The pagination of the public API endpoint https://archive.softwareheritage.org/api/1/revision/log is currently broken.

The Link header returned does not include a context element allowing the BFS to be resumed from that link.

Related Objects

Event Timeline

douardda created this task.

As discussed on IRC, a possible fix for is to clearly document the "limitations" of the current implementation.

I'll reiterate my suggestions in this task, if we want to keep this endpoint stateless:

  • clarify documentation: remove mentions of pagination and pages; rename the per_page argument to limit, and document it as a limit to the number of objects returned by the BFS;
  • warn users that they need to keep track of the multiple branches of history when there's merge revisions in the returned objects;
  • make sure the "next" links actually provide links to all the revision logs that need to be followed to get the full history through recursion (or remove the next links entirely, leaving recursion entirely up to the API user).
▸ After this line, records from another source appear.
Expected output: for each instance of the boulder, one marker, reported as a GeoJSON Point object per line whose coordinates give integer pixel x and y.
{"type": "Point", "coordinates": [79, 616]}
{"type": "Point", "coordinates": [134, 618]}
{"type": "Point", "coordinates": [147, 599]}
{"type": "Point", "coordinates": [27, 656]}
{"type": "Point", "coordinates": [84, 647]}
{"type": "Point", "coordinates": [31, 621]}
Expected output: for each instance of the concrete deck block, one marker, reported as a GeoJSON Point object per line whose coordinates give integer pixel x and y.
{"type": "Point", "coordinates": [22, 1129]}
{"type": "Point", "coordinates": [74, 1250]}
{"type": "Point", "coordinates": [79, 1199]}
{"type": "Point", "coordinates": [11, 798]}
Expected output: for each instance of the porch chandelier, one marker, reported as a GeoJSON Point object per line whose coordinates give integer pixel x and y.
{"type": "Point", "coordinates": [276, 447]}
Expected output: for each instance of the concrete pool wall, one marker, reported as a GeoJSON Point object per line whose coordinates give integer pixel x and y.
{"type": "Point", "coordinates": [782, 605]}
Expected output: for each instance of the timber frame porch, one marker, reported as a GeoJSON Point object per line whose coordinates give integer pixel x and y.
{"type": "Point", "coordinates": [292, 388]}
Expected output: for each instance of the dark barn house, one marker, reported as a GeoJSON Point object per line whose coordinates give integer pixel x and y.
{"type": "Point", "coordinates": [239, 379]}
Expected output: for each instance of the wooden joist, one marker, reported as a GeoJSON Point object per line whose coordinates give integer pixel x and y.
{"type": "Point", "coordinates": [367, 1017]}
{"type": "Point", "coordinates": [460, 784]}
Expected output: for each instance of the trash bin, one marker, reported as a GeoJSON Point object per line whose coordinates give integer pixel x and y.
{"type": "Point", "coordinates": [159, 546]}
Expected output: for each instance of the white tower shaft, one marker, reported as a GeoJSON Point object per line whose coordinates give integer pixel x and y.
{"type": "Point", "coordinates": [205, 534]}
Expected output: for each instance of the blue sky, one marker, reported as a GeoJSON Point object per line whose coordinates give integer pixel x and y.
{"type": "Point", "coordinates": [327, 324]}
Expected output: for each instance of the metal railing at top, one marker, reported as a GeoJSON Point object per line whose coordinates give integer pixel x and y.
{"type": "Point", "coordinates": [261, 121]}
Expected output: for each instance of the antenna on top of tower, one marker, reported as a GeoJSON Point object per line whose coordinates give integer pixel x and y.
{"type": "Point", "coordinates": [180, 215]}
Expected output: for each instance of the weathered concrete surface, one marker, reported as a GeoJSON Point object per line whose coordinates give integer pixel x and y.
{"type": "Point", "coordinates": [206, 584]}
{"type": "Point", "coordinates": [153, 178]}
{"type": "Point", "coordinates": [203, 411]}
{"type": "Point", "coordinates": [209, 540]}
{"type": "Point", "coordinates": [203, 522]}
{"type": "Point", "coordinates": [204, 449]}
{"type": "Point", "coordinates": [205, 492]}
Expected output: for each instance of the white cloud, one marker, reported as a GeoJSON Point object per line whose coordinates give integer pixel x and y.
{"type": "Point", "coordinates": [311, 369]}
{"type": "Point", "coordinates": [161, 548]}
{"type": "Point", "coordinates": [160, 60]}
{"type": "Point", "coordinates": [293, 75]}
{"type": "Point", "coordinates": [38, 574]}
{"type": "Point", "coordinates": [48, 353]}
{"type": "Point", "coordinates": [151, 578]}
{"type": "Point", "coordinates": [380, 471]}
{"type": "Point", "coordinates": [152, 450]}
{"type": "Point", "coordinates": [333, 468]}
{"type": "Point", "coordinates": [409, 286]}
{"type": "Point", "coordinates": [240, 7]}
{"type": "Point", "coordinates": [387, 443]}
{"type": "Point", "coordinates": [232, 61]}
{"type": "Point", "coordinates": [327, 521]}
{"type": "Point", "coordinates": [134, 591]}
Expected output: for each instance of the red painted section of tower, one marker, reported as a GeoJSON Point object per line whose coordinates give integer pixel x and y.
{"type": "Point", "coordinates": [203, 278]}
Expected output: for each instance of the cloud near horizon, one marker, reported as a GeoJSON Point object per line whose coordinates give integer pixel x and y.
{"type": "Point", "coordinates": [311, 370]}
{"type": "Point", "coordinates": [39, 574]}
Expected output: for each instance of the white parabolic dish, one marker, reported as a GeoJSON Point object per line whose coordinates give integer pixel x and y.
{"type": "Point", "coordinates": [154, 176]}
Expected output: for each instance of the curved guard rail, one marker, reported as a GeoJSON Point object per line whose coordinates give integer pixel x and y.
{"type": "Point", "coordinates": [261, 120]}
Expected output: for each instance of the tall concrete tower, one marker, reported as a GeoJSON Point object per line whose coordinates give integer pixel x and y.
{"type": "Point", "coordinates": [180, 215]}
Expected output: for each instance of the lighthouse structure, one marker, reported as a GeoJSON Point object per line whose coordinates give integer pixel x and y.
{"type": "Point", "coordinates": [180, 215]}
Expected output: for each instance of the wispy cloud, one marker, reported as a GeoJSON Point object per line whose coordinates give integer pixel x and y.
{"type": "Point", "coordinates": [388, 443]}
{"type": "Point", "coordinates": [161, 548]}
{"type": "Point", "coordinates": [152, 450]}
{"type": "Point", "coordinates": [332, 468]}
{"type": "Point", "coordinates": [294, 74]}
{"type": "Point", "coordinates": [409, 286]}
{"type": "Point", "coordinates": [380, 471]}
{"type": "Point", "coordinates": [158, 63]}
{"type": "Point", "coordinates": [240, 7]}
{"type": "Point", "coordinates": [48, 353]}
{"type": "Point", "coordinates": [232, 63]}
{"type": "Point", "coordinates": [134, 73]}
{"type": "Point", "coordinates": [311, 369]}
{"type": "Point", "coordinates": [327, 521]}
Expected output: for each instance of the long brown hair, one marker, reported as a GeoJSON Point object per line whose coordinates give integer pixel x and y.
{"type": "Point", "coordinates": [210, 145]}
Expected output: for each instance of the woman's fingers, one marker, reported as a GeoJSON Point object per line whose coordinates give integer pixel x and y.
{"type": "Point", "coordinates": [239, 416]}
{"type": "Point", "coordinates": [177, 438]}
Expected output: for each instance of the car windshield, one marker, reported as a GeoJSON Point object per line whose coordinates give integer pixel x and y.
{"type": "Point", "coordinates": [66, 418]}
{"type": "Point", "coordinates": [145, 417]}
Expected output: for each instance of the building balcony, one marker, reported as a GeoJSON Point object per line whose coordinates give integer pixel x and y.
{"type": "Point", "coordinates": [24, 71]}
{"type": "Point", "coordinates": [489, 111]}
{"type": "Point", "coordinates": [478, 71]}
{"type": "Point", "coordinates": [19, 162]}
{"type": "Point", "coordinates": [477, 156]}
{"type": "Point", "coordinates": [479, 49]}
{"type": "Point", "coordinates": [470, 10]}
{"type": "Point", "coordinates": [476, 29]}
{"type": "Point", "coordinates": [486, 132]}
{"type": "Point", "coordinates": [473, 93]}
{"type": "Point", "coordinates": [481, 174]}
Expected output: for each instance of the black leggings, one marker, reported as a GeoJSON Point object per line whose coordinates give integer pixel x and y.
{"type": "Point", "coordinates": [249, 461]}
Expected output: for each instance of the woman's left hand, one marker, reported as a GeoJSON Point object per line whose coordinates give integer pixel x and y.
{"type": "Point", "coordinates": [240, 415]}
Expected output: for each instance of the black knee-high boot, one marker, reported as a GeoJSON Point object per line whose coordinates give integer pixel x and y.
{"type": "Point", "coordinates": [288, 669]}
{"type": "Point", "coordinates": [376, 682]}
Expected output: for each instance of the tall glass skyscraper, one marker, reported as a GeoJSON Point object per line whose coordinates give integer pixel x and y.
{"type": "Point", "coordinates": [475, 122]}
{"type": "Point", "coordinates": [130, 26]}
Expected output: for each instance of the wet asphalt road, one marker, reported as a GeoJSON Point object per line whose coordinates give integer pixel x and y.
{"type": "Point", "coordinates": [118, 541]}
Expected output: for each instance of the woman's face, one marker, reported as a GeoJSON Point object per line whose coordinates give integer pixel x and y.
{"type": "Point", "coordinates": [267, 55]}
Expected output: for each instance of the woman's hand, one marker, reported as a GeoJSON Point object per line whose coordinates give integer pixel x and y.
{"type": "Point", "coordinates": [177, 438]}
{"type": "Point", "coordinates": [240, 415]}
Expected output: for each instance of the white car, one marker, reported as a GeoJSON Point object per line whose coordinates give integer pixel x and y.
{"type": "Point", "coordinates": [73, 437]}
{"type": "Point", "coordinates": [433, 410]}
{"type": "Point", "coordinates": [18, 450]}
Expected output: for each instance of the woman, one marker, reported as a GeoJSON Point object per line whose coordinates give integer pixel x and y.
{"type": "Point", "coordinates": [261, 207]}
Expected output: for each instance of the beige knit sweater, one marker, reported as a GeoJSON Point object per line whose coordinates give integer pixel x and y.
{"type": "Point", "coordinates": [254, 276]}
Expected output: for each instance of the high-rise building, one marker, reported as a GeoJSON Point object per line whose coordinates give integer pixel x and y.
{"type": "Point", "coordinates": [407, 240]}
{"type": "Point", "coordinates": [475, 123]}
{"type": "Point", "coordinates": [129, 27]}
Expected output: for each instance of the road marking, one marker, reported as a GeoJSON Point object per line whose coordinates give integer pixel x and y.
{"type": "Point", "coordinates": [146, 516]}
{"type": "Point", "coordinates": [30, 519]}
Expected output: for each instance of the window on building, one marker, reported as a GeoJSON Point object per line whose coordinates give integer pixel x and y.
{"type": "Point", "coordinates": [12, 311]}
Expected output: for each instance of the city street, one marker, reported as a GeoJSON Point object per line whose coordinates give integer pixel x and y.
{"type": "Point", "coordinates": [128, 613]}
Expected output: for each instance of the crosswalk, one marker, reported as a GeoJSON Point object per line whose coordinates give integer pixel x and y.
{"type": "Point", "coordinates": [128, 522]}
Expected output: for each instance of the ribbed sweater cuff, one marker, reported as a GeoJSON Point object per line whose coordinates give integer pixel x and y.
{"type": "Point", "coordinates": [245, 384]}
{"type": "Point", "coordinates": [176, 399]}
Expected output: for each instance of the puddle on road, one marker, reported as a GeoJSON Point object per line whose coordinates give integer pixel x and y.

Another option is to simply drop this method from the public Web API, and keep the revision graph visit logic only in swh-web (the UI). If users want to do a full visit of the revision graph they can use /revision and implement the visit policy they want. (I've suggested this design consideration for API v2 in T1805.)

Clarifying documentation for the v1 API method would be a good thing nonetheless.

anlambert changed the task status from Open to Work in Progress.Jun 16 2020, 1:12 PM
In T2450#45391, @olasd wrote:

I'll reiterate my suggestions in this task, if we want to keep this endpoint stateless:

  • clarify documentation: remove mentions of pagination and pages; rename the per_page argument to limit, and document it as a limit to the number of objects returned by the BFS;
  • warn users that they need to keep track of the multiple branches of history when there's merge revisions in the returned objects;
  • make sure the "next" links actually provide links to all the revision logs that need to be followed to get the full history through recursion (or remove the next links entirely, leaving recursion entirely up to the API user).

I agree with the proposed changes of @olasd. I will got for the removal of the next link response header and documentation update.
I also proposed to remove the prev_sha1s optional URL argument as it does not bring any particular interesting feature (it just adds extra revision data at the beginning of the returned revisions list).